Biquadratic SOS Rank and Augmented Zarankiewicz Number

TL;DR

This paper introduces augmented Zarankiewicz numbers, linking them to SOS rank, and determines exact values for specific cases, providing new bounds and insights into biquadratic forms.

Contribution

It defines new combinatorial parameters extending Zarankiewicz numbers and establishes their relation to SOS rank, with exact calculations and bounds for key cases.

Findings

Exact values of $z_L(m,n)$ for (m,2), (3,3), (4,3), (4,4)

New lower bounds for $z_L(m,n)$ in cases (5,3), (5,4), (5,5)
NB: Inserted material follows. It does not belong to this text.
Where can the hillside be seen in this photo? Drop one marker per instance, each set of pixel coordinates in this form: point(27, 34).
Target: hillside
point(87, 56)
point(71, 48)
Improved lower bounds for maximum SOS rank of biquadratic forms

Abstract

This paper introduces the concepts of the augmented Zarankiewicz number $z_A(m,n)$ and the limited augmented Zarankiewicz number $z_L(m,n)$, which are natural combinatorial extensions of the classical Zarankiewicz number. These numbers arise from augmented bipartite graphs that may contain both standard edges (1-edges) and pairs of edges representing squares of binomials (2-edges). The main theoretical result establishes the inequality chain $\operatorname{BSR}(m, n) \geq z_A(m, n) \geq z_L(m, n) \geq z(m, n)$, linking the maximum biquadratic sum-of-squares (SOS) rank to these extremal graph parameters. We determine the exact values of $z_L(m, n)$ for the cases $(m,2)$, $(3,3)$, $(4, 3)$ and $(4,4)$, and provide new lower bounds for the cases $(5,3)$, $(5,4)$, and $(5,5)$. These results yield improved lower bounds for the maximum SOS rank of biquadratic forms, demonstrating that $z_L(m,n)$ can exceed the classical Zarankiewicz number, thereby offering a refined combinatorial perspective on the SOS rank problem.